BLAKE: I don’t have the flu. I’m just telling my mother that so she stops trying to set me up on dinner dates with her friends’ daughters

BLAKE: I even called in a favor and got a doctor’s note and took off a few days from work

ELLISON: That’s a hell of a cover-up. You know you can’t keep that up forever.

BLAKE: I don’t need it to last forever—just like ten or fifteen years

ELLISON: I just told my mother off

BLAKE: (head explosion emoji)

BLAKE: How did that go?

ELLISON: About as effective as you’d expect.

BLAKE: So not very

ELLISON: Correct. She tried to set up dinner at the club with Dustin

BLAKE: The guy you punched in the face?

ELLISON: One and the same

BLAKE: Well I hope she respects your boundaries

ELLISON: We both know the odds of that are as likely as your fifteen-year flu

BLAKE: It would be a medical miracle

I snortand type out a goodbye message before tossing my phone onto the counter. Blake Reynolds might be the only real friend I made in Savannah, although our friendship was born out of necessity rather than anything else.

We’d met my senior year of college, bonding over our mutual disdain for overpriced dinners and pompous assholes who thought they walked on water. Our parents had been thrilled at our apparent fondness for each other, pushing us together whenever they could.

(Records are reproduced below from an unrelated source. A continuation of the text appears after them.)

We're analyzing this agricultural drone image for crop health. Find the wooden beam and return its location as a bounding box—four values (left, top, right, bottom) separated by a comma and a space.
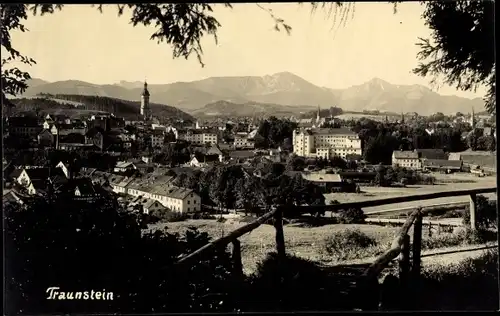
231, 239, 243, 280
174, 208, 276, 266
295, 186, 496, 214
363, 210, 419, 279
274, 207, 286, 257
399, 235, 410, 284
412, 211, 423, 280
469, 193, 477, 230
399, 234, 410, 309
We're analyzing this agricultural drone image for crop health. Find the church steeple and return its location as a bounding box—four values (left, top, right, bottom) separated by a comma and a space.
471, 106, 476, 129
142, 81, 150, 97
316, 105, 320, 122
401, 112, 405, 124
140, 80, 151, 119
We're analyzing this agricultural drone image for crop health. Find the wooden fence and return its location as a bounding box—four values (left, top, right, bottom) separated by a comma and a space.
175, 186, 496, 308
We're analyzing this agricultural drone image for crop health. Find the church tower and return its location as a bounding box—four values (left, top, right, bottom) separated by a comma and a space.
140, 81, 151, 119
471, 106, 476, 129
316, 105, 321, 123
401, 112, 405, 124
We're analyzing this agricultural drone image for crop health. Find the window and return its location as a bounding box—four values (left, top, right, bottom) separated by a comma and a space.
187, 200, 190, 205
187, 207, 190, 212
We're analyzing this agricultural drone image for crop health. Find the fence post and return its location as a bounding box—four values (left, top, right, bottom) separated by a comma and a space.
231, 239, 243, 280
399, 234, 410, 309
412, 212, 423, 280
274, 207, 286, 258
469, 194, 477, 231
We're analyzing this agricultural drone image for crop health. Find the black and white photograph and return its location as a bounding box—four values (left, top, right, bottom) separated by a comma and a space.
2, 2, 497, 314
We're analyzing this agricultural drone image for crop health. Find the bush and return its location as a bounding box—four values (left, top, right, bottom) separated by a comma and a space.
150, 209, 189, 222
245, 252, 329, 311
337, 208, 366, 224
323, 228, 378, 260
416, 249, 499, 310
421, 227, 497, 250
190, 212, 216, 220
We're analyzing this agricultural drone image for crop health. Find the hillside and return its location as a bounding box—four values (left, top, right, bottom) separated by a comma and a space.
7, 95, 194, 121
21, 73, 486, 115
191, 100, 317, 117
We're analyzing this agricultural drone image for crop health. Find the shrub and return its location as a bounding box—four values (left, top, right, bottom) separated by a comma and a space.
416, 249, 499, 310
190, 212, 216, 220
150, 209, 189, 222
245, 252, 329, 311
337, 207, 366, 224
323, 228, 378, 260
421, 227, 497, 250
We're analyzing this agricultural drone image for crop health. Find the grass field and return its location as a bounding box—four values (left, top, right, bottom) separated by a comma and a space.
325, 173, 496, 213
146, 172, 496, 275
147, 220, 399, 274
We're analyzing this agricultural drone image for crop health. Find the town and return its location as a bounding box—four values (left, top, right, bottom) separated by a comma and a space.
3, 82, 496, 213
2, 2, 497, 315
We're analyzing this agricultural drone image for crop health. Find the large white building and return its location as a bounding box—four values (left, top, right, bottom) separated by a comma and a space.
292, 127, 362, 159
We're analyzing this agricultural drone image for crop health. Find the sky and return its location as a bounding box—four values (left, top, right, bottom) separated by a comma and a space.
8, 3, 487, 98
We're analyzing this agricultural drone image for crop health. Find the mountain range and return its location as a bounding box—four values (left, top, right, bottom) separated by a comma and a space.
19, 72, 485, 116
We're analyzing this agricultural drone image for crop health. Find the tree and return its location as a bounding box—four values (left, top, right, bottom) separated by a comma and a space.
4, 191, 236, 314
412, 1, 495, 115
285, 155, 306, 171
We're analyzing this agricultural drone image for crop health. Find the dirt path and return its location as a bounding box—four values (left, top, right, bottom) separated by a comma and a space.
420, 243, 497, 266
326, 242, 498, 268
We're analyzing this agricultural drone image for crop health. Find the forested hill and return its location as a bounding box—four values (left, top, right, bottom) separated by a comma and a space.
8, 94, 194, 122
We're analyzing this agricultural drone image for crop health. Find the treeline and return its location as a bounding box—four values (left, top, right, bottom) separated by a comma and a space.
173, 162, 325, 214
348, 119, 486, 164
53, 94, 194, 122
299, 106, 343, 119
254, 116, 298, 149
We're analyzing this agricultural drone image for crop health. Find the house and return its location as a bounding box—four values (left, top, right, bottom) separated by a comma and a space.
422, 159, 463, 173
85, 127, 106, 150
154, 186, 201, 213
89, 171, 114, 186
151, 129, 165, 148
114, 161, 138, 173
38, 129, 54, 147
7, 116, 42, 138
188, 153, 220, 168
448, 152, 462, 161
392, 150, 421, 170
205, 143, 227, 162
57, 178, 101, 201
109, 175, 135, 194
416, 149, 447, 160
228, 150, 256, 163
17, 168, 51, 187
183, 129, 219, 145
114, 175, 199, 213
234, 132, 255, 149
138, 198, 166, 214
56, 161, 76, 179
299, 172, 349, 193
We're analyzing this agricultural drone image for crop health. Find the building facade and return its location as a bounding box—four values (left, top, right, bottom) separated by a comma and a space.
292, 128, 362, 159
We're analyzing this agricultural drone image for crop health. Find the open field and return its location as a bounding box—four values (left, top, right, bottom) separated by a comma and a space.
325, 173, 496, 214
147, 220, 399, 274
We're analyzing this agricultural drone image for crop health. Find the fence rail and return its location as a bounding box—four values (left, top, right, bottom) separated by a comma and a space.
174, 186, 496, 309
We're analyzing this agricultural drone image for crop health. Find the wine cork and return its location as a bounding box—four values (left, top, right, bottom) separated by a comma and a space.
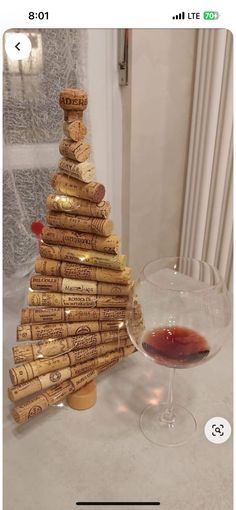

He’d been pining over a girl he couldn’t be with, and I’d been harboring the hope that Montana would come to Savannah like a knight in shining armor and whisk me back to Blackstone Falls. It hadn’t happened, and Blake and I seemed to be at an impasse in our lives romantically, so the solution seemed obvious, at least to me.

After one too many drinks at a fundraiser, I asked Blake to be my stand-in boyfriend. He laughed. I hadn’t.

And the more we talked about it, both drunk and sober, the more it started to make sense to him too.

In the beginning, we tried to see if we could do it for real—if we had enough chemistry to make an actual life together—but it just wasn’t there. We were friends with sometimes benefits who then had to dodge questions about marriage and children and a million other things we didn’t have answers to. It wasn’t a perfect setup, but it worked, and I think Blake thought it was a charade we could keep going forever.

But after I came back to Blackstone Falls for Nan’s funeral, I knew my time in Savannah was limited—and Blake did too.

He hadn’t talked me out of it or made me feel guilty for needing to leave. He was perfect in every way men in that world weren’t.

He just wasn’t meant for me.

Five minutes back in my hometown and I knew my heart would only ever beat for one man. A tall man with dark hair and brown eyes, who saw every one of my imperfections and loved me harder because of them.

And while I want to hurdle over any and all reservations and obstacles, I know I still need some time to come to grips with this new chapter in my life—find some balance maybe.

And besides, if years couldn’t lessen this pull toward Montana then nothing would.